2) Use names that begin with a capital letter for non-function objects that I want to keep permanently available.
3) Obsolete functions must be removed manually with rm.
Obviously this isn't a general solution for everyone...and potentially disastrous if you don't live by rules #1 and #2. But it does have numerous advantages: a) fear of my data getting nuked by cleanup() keeps me disciplined about using R exclusively as a processor and not a database, b) my main R environment is so small I can backup as an email attachment, c) new functions are automatically saved (I don't have to manually manage a list of personal functions) and d) all modifications to preexisting functions are retained. Of course the best advantage is the most obvious one...I don't have to spend time doing ls() and reviewing objects to decide whether they should be rm'd.
Even if you don't care for the specifics of my system, the "ll" function in R.oo is very useful for this kind of thing. It can be used to implement just about any set of clean up rules that fit your personal programming style.
Patrick Mohr
A nth, quick and dirty option, would be to use lsf.str() when using rm(), to get all the functions in the current workspace. ...and let you name the functions as you wish.
pattern <- paste0('*',lsf.str(), '$', collapse = "|")
rm(list = ls()[-grep(pattern, ls())])
I agree, it may not be the best practice, but it gets the job done! (and I have to selectively clean after myself anyway...)
Similar to Gavin's answer, the following loads a file of functions but without leaving an extra environment object around:
if('my_namespace' %in% search()) detach('my_namespace'); source('my_functions.R', attach(NULL, name='my_namespace'))
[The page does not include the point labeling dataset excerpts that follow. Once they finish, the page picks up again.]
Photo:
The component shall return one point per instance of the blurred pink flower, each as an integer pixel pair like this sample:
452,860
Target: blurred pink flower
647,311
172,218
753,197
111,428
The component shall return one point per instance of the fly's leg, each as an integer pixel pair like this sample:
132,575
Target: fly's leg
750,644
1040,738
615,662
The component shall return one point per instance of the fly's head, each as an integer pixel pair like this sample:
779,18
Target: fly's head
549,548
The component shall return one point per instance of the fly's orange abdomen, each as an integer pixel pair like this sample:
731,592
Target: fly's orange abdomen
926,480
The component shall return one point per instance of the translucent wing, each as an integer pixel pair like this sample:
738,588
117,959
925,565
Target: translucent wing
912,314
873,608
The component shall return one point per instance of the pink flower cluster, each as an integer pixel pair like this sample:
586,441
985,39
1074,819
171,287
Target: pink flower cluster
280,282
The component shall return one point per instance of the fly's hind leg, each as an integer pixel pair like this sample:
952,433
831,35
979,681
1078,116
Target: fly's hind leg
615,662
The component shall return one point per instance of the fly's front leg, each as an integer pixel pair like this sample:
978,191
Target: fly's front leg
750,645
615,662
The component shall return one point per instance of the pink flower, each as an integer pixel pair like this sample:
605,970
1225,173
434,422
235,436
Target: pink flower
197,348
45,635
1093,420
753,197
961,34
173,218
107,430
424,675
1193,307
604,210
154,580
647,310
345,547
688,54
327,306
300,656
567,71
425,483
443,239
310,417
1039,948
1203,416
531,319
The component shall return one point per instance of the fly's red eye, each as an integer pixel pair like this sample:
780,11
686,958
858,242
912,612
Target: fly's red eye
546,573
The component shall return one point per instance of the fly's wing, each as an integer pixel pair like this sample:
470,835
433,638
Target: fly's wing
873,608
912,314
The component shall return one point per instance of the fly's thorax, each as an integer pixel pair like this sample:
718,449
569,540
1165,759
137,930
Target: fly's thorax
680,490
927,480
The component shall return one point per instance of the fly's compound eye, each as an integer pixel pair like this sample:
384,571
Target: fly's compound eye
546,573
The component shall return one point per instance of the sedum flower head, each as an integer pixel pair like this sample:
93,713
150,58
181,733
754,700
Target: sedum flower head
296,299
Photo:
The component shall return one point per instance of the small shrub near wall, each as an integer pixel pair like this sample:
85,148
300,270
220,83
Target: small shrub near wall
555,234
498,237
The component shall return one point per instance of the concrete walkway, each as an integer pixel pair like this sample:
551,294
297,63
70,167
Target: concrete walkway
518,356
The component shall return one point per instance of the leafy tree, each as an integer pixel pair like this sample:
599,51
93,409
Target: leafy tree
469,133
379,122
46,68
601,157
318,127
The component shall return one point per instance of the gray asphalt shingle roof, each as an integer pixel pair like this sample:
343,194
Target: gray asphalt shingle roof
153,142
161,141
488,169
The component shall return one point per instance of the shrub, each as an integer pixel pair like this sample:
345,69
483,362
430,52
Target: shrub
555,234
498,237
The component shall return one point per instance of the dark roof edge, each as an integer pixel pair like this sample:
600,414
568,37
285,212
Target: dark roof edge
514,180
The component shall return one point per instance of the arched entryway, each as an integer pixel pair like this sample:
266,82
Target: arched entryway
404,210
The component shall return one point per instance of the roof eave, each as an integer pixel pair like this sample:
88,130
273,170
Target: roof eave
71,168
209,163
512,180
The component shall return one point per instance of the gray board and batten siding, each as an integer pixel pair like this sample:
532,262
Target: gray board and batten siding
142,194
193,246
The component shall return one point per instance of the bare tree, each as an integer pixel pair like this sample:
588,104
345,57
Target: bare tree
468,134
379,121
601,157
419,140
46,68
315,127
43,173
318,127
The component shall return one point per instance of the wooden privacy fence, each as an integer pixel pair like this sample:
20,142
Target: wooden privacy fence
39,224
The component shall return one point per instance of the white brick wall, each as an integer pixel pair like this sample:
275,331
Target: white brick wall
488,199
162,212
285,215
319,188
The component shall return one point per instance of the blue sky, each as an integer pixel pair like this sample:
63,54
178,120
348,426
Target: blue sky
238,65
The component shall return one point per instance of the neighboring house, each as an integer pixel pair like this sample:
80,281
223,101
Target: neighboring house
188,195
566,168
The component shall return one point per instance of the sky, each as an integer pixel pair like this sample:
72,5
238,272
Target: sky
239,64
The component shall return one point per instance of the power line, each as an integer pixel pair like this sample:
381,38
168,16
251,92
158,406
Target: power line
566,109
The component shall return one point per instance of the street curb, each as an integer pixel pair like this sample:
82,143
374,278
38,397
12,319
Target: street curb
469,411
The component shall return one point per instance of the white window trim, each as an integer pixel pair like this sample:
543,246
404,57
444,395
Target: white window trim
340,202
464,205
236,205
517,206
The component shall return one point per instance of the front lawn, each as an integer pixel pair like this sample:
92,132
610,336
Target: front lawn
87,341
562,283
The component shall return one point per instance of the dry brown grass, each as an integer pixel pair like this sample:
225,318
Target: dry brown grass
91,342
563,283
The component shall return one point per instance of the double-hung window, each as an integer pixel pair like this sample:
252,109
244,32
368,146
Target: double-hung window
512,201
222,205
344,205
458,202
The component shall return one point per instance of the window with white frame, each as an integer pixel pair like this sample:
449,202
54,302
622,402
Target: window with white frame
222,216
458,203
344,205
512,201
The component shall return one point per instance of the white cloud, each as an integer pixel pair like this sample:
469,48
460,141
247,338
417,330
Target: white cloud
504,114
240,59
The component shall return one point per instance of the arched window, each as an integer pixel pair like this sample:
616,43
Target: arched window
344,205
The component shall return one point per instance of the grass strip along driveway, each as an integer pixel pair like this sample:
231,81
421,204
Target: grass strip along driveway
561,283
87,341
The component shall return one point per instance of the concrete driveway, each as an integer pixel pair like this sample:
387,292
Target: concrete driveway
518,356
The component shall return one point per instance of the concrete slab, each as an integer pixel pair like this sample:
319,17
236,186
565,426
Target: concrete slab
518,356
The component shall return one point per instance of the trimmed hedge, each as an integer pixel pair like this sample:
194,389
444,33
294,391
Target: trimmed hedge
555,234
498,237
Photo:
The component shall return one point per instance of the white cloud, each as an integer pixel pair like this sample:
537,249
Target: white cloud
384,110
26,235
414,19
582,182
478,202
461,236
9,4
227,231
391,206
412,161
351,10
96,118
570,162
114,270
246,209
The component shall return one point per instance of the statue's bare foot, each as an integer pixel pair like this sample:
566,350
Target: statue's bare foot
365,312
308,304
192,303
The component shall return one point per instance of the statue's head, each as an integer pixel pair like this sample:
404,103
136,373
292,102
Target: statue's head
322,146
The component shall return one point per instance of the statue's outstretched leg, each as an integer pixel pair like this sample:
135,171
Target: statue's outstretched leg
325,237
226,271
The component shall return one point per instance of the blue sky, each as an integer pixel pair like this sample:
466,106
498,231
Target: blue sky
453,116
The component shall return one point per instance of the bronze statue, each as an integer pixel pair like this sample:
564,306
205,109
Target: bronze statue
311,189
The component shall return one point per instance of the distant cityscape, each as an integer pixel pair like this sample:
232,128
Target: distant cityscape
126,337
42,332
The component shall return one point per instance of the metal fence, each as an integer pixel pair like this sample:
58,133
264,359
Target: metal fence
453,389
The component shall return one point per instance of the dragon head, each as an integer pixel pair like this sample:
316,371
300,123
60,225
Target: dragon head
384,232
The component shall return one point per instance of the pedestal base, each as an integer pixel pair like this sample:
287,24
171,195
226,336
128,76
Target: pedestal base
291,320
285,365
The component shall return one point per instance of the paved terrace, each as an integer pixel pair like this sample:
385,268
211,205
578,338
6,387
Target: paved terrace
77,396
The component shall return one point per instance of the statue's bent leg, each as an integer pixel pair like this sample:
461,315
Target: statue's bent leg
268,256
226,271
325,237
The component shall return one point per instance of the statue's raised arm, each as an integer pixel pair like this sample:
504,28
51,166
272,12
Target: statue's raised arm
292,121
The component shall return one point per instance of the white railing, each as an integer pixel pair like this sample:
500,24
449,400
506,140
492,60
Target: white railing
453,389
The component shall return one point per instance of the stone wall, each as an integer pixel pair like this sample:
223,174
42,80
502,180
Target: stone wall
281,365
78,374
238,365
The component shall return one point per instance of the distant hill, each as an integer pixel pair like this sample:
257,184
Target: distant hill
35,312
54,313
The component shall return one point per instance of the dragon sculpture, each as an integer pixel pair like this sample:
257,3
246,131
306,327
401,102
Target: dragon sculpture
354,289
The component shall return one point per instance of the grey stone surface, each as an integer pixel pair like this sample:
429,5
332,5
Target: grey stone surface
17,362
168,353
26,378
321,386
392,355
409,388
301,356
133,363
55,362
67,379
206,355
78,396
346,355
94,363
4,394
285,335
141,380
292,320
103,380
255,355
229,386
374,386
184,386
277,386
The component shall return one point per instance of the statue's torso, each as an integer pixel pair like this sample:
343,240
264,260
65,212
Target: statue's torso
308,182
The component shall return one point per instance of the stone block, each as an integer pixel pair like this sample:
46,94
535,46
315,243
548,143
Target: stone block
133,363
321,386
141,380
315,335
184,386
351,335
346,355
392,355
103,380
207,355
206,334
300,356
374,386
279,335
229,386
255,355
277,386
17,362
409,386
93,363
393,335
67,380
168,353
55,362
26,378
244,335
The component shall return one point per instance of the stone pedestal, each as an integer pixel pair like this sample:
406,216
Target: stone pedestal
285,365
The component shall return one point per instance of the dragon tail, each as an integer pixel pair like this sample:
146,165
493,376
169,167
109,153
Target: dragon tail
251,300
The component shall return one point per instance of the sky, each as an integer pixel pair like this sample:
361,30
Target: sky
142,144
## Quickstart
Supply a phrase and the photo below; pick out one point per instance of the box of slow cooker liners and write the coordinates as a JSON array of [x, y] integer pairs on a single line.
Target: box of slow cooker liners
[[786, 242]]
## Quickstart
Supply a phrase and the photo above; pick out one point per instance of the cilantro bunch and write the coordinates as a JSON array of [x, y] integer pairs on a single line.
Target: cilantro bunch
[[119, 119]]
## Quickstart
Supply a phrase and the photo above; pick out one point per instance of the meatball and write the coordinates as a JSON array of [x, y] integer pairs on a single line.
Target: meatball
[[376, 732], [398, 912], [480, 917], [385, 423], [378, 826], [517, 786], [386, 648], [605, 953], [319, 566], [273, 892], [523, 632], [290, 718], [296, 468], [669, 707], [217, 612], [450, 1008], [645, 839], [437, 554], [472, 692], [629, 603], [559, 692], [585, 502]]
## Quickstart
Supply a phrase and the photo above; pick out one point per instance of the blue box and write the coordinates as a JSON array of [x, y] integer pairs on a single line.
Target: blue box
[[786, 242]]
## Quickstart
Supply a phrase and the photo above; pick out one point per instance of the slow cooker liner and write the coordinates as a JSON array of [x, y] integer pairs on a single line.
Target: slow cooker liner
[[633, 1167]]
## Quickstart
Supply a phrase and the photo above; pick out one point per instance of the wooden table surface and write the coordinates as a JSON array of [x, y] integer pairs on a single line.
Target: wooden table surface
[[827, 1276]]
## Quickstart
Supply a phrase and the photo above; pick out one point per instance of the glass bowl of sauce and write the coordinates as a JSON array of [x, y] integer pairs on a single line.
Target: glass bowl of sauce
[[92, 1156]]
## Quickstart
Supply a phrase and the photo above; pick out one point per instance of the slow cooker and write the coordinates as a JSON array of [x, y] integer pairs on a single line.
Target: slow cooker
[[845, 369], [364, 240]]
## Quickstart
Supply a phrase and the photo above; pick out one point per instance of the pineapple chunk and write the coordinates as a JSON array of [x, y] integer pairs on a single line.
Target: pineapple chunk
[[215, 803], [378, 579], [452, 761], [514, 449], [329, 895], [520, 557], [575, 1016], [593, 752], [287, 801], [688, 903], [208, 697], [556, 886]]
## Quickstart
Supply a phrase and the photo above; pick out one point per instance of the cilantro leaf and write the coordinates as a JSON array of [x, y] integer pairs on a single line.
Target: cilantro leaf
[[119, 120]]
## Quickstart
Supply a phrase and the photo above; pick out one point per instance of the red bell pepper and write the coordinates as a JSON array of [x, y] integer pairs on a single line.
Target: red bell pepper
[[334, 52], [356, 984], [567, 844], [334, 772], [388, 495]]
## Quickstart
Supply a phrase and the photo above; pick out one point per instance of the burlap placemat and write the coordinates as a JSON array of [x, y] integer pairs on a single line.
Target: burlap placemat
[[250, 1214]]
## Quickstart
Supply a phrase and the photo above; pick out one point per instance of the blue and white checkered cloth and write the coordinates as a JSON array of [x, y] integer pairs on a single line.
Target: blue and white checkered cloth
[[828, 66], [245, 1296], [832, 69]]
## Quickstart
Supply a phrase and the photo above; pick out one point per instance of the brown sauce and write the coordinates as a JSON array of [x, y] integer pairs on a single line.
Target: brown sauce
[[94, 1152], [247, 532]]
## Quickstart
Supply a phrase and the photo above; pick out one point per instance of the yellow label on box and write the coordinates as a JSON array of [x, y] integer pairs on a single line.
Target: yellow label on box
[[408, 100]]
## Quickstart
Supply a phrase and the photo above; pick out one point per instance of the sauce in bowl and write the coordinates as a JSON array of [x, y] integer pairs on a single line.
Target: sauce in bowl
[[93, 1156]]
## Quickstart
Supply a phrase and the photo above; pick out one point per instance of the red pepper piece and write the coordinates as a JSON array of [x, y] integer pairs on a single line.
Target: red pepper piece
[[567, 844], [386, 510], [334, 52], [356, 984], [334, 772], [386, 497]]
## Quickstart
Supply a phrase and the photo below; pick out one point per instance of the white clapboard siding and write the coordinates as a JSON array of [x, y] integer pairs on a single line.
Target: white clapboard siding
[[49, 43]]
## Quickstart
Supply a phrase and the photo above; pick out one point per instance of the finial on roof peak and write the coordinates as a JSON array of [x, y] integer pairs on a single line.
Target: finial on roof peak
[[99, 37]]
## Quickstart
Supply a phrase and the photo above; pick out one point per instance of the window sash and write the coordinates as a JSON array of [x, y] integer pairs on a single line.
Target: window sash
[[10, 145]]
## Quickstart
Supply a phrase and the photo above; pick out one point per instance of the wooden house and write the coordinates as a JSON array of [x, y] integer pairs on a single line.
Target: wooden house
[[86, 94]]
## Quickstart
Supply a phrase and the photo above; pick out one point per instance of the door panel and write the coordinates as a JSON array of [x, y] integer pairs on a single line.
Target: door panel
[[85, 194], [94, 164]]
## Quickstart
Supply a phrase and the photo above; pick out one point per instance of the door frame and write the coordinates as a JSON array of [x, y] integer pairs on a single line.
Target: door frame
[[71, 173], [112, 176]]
This removes the old version of the namespace if it was attached (useful for development), then attaches an empty new environment called my_namespace and sources my_functions.R into it. If you don't remove the old version you will build up multiple attached environments of the same name.
Should you wish to see which functions have been loaded, look at the output for
ls('my_namespace')
To unload, use
detach('my_namespace')
These attached functions, like a package, will not be deleted by rm(list=ls()).